As digitization advances, the need for cybersecurity education grows due to the increasing prevalence of cyberthreats. Ongoing initiatives aim to raise awareness and support teachers in this field. To facilitate cybersecurity education, it is crucial to provide educators with training and learning platforms.

This research study focuses on the usability of two cyber training platforms, Haaukins-APT and CTML, in the classroom. It aims to design platforms that assist teachers in cybersecurity education and highlights the importance of a connected learning environment for collaboration and resource-sharing. The study emphasizes the necessity of training and learning material platforms to support teachers and students in cybersecurity education.

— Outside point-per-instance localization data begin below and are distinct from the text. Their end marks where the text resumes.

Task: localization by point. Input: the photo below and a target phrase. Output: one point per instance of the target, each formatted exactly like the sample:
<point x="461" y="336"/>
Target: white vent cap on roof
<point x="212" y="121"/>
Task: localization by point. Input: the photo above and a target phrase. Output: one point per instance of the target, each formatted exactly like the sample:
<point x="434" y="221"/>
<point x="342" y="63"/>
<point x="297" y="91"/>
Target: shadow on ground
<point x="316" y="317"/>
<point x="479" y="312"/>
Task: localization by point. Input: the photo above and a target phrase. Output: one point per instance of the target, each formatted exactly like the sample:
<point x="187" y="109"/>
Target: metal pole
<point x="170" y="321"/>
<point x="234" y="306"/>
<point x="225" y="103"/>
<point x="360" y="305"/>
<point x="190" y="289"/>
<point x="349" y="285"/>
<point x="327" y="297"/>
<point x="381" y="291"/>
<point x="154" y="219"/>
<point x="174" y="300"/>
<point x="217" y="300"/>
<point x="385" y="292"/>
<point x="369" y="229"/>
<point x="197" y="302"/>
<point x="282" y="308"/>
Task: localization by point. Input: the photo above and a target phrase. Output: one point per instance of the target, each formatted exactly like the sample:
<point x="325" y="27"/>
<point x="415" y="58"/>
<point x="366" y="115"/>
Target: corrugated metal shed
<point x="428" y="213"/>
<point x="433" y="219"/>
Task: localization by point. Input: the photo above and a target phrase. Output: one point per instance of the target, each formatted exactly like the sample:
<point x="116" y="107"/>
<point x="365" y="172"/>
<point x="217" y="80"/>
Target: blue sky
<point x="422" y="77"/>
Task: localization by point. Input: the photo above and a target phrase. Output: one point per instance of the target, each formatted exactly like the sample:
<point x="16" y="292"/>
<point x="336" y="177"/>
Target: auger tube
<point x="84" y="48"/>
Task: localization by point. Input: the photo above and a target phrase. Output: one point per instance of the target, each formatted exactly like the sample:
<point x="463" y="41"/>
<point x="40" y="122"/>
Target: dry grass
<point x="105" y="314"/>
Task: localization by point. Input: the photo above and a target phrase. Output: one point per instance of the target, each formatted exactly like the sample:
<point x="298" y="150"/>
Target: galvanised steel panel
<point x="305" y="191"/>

The study findings suggest that a user-friendly cyber training platform is essential for teachers, allowing them to easily select relevant exercises without technical assistance. The platform should be modular, customizable, and adaptable in terms of content and difficulty level. Clear and accessible presentation of cybersecurity topics is crucial for both teachers and students. Additionally, the platform should provide support for teachers, such as training modules and lesson plans, and engage students with interactive and captivating content to enhance their learning experience.

8 Future Work

In future research, we intend to investigate the effectiveness of cyber training platforms in enhancing students’ cybersecurity skills. Additionally, we plan to expand the scope of the current study to include other cybersecurity learning platforms and conduct a more comprehensive evaluation. This would involve larger sample sizes and participants from neighboring countries, allowing for a broader assessment of the platforms’ efficacy.